Outage Modeling with Scan

Yes, automatic logp inference for the DiscreteMarkovChain variable isn’t supported yet, it’s on my to-do list. Notice that in the example, it uses the HMM as a mean with gaussian noise, so it’s not 100% correct.

You could probably just ignore the DiscreteMarkovChain random variable for now and handle the state transitions inside the scan. Just pass the P matrix as a non_sequence, and use it to parameterize a Bernoulli at each step.

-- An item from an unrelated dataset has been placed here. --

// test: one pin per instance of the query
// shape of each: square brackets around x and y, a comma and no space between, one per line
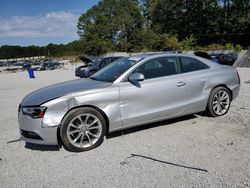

Your solution for additional jumps was the same as what I had in mind. The only glitch is that it doesn’t have memory of what the last shocked level was – when the state transitions back to “repaired”, it will jump all the way to zero, rather than a deque of shocks.

Having more states in the HMM might be a way to fix it; you’ll have to carry the information about the levels of all the states “under” the current state. But that should be possible, you’ll just have a mu1 and mu2, and when the state transitions from 0->1 you update mu1 and keep carrying it along. When the state transitions from 1->2 you update mu2 = mu1 + shock and carry it along, then when you transitions from 2->1 you bring back mu1 and set mu2 back to 0, when you transition from 1->0 set mu1 back to 0. Define mu = pt.stack([0, mu1, mu2]), then the current value is just mu[state] (after you apply all the update logic at each time step)

No reason, I was just being cute.

If you use pm.CustomDist you won’t need to do this. But to get access to custom dist you can’t use the DiscreteMarkovChain, as noted above. I recommend trying to get it up and running just with Bernoulli RVs inside the scan.